Au cœur de l’Occident mystique
Gérard-Emmanuel Fomerand est analyste du phénomène chrétien. Il le réalise a travers des livres et des émissions de radios. Il développe actuellement un essai d’introspection de l’inconscient collectif occidental du christianisme, à travers ses réussites, ses échecs et sa modernité. Il explore ainsi les commencements sans fin d’une spiritualité que, sans le savoir forcément, nous portons au plus profond de nous-mêmes.
« Le Rhin mystique »
La symbolique du fleuve est sans doute aussi ancienne que le genre humain. Il est l’image de l’écoulement des eaux, de la fertilité, de la mort et de la renaissance. Il vient d’en haut, du jardin primordial de l’Eden, selon la tradition hébraïque, pour se diviser en quatre, représentant les quatre points cardinaux. Il est aussi l’une des formes de la verticalité de l’homo sapiens, un flux qui le relie à la terre et au ciel.
Une vallée mystique
La vallée rhénane a aussi son fleuve qui irrigue sur 1.233 kilomètres de riches terres, allant des Alpes bernoises en Suisse pour se terminer en un immense delta aux Pays Bas. Il a un sens bien sûr géographique, économique, politique, historique, mais aussi, et on en retrouve aujourd’hui la saveur oubliée, une richesse spirituelle méconnue qui reste à redécouvrir dans nôtre société en quête de sens. En effet, durant près de deux mille ans, une arborescence spirituelle sans cesse renouvelée a fleuri au long de ses rives, formant une sorte de colonne vertébrale mystique en Europe de l’ouest et du centre. Et cette spiritualité a beaucoup à nous apprendre. Bien entendu, cette centralité rhénane n’exclut en aucun cas les autres floraisons spirituelles de l’Occident, de l’Irlande à la Pologne ou de l’Espagne à la Scandinavie, en passant par la France, que nous verrons au cours de ces chroniques. Mais elle a une saveur particulière, inattendue et surtout méconnue, malgré les innombrables fruits qu’elle a engendrés, si bien qu’elle est une bonne entrée dans l’expérience spirituelle du christianisme occidental.
L’ouverture des yeux
Sur un terreau déjà spiritualisé par les cultes celtiques sous jacents, notamment dans ce lieu qui deviendra plus tard le Mont Saint Odile en Alsace, très chargé en énergies telluriques, une véritable prairie des saintes et des saints va verdoyer tout au long des berges du Rhin. La personnalité d’Odile (660-720) marquera le début de ce lignage. Aveugle de naissance, elle va retrouver la vue pour devenir première abbesse du monastère qui prendra son nom peu après. Là est le premier enseignement de cette spiritualité, celle de l’ouverture du regard intérieur qui est le premier pas dans tout chemin du retour à l’essentiel Où en sommes-nous dans notre vie, comment ouvrir les yeux du dedans, comment voir au-delà des conditionnements et des images sociales, en bref comment faire le point sur son propre parcours. N’est-ce pas là le début de tout chemin spirituel ?

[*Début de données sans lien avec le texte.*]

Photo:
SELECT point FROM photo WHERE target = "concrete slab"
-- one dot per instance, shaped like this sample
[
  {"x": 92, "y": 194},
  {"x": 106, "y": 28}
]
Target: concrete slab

La vallée des Amis de Dieu
Les flots rhénans vont, tout au long des siècles, donner le jour à des « Amis de Dieu » jusqu’à nôtre époque. Ils et elles auront bien des visages, parfois contradictoires, mais unis par un seul message de transformation radicale de l’être humain. Cette spiritualité rhénane, même si elle est multiforme et concerne aussi bien les catholiques que les protestants a quelques points communs : centrage sur le Christ et la Bible, grandeur de l’homme « Ami de Dieu », d’un Dieu inconnaissable et pourtant composante intime de l’âme dans la chambre secrète que nous avons toutes et tous, divinisation en devenir de l’être humain. Ce thème central des « Amis de Dieu » de la spiritualité rhénane sera d’ailleurs l’objet de la prochaine rubrique de cette chronique bimensuelle.
Nous voilà bien loin des clichés devenus la norme, dans l’Occident contemporain mondialisé, du culturellement correct sur la spiritualité chrétienne ! Et si partions enfin à la découverte de nous-mêmes ? C’est dans doute là le point focal du message que nous envoient, par-delà les siècles, ces hommes et ces femmes qui ont vécu sur les berges du Rhin à l’écoute de la Parole du Christ
Quelques jalons et figures remarquables du Rhin mystique
S’il est impossible de dresser une liste exhaustive des figures remarquables du Rhin mystique du fait de la très longue durée de ce courant, près de quatorze siècles, et de la multiplicité de ses formes, on peut avancer quelques jalons et illustrations physiques dans le temps. Il est d’ailleurs remarquable de noter que cette spiritualité a connu une expansion massive pour disparaître progressivement juste en être presque oubliée. Si l’on peut situer Sainte Odile en Alsace comme un point de départ symbolique, autour du VIII ème siècle et Edith Stein assassinée par les nazis ( 1891-1942) comme son ultime floraison, il convient d’insister sur les masses parfois considérables de personnes impliquées de près ou de loin par ce que l’on peut considérer l’apothéose de la spiritualité du christianisme occidental.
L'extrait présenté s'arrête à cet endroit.